POLITIQUE
19/04/2018 13:35 EDT | Actualisé 19/04/2018 17:13 EDT

360 M$ pour la stratégie économique de Montréal

La stratégie, baptisée «Accélérer Montréal», cible cinq secteurs spécifiques.

La Ville de Montréal dépensera 360 M$ Sur cinq ans pour stimuler le développement économique de la métropole. Cette somme comprend une aide de 150 M$ déjà annoncée le par le gouvernement provincial.

La communauté d'affaires de Montréal attendait avec impatience cette annonce de la mairesse, Valérie Plante. Plus de 800 personnes étaient présents pour son discours au Centre Sheraton.

La somme annoncée représente un record. Elle dépasse de 40 M$ par année les montants qui étaient investis jusqu'ici. Entre autres choses, elle doit permettre à la Ville d'aider le commerce de détail, durement affecté par les chantiers qui se multiplient et par les changements technologiques.

«L'économie de Montréal, qui est en pleine transformation, est diversifiée, dynamique et avant-gardiste. Notre stratégie vise à saisir les nouvelles opportunités afin d'accélérer le développement économique de la métropole de façon durable, inclusive et innovante», a affirmé la mairesse Valérie Plante.

D'ailleurs, le nouvel aménagement d'un des plus importants chantiers de la Ville, celui de la rue Sainte-Catherine, sera présenté dès jeudi. Les mesures de compensations financière, promises aux commerçants pendant la campagne électorale, devront toutefois attendre.

«En ayant l'argent de Québec, on travaille sur les critères. On va être en mesure de les mettre en application dès l'automne», affirme Mme Plante.

En janvier, le responsable du développement économique, Robert Beaudry, émettait l'idée que les mesures pourraient être rétroactives aux chantiers déjà en cours, comme Sainte-Catherine. Jeudi, la mairesse a réitéré qu'elle évaluait cette possibilité.

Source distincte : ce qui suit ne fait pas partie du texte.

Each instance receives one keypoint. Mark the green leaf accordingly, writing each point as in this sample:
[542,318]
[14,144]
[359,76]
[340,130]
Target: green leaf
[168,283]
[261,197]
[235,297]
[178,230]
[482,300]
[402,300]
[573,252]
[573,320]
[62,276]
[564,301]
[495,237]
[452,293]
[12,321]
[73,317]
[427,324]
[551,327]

La stratégie, baptisée «Accélérer Montréal», cible cinq secteurs spécifiques, soit la mobilité, les industries culturelles et créatives, le numérique, les sciences de la vie et de la santé et les technologies propres.

Les fonds serviront à ajouter des ressources au réseau PME MTL, entre autres. De nouveaux fonds seront aussi disponibles pour la commercialisation des produits, pour le développement durable et pour l'économie sociale.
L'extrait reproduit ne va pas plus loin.